Irish council workers

There were two Irishmen working for the city. One would dig a hole, he would dig, dig, dig,

The other would come behind him and fill the hole, fill, fill, fill. These two men worked furiously. One digging a hole, the other filling it up again.

A man was watching from the sidewalk and couldn’t believe how hard these men were working, but couldn’t understand what they were doing. Finally he had to ask them.

He said to the hole digger, “I appreciate how hard you work, but what are you doing? You dig a hole and your partner comes behind you and fills it up again!” The hole digger replied, “Oh yeah, must look funny, but the guy who plants the trees is sick today.”

The good old days

Granddad was reminiscing about the good old days…
“When I were a lad, me mother would send me down to t’corner shop wi’ a shilling, and I’d come back wi’ five
pounds o’ potatoes, two loaves o’ bread, three pints o’milk, a pound o’ cheese, a packet o’ tea, an’ ‘alf a dozen eggs.”
Sadly he shook his head. “Yer can’t do that now. Too many damn security cameras.”

Lucky rabbit

After buying her kids a pet rabbit, after they PROMISED they would take care of it, Mum, as usual, ended up with the responsibility.

One evening, exasperated, she asked them, “How many times do you think that rabbit would have died if I hadn’t looked after it?”

After a moment, her 5-year-old son replied quizzically, “Er…. once?”

A big chook

When a woman requested a whole roaster at the market where I work, the butcher didn’t let on that the bird he presented her was the last one. “Do you have one that’s a little larger?” she asked.

“Of course,” said the butcher. He took the roaster behind the counter, away from view, and made a lot of noise rolling it around the ice as if he were searching for just the right chicken. He then showed the same bird to her.

“Better,” she said. “Do you have one with a little more meat on it?”

He took the chicken, rolled it in the ice and offered it up a third time.

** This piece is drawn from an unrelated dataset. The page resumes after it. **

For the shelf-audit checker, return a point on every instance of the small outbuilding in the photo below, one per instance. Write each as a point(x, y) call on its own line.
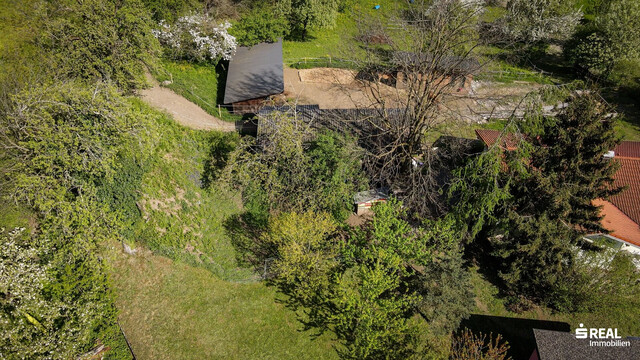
point(255, 75)
point(364, 200)
point(454, 70)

“Great,” the woman said. “I’ll take all three.”

The Spirit of Compromise

My friend wanted a boat more than anything. His wife kept refusing, but he bought one anyway.
“I’ll tell you what,” he told her. “In the spirit of compromise, why don’t you
name the boat?”

Being a good sport, she accepted. When her husband went to the dock for his maiden voyage, this is the name he saw painted on the side: “For Sale.”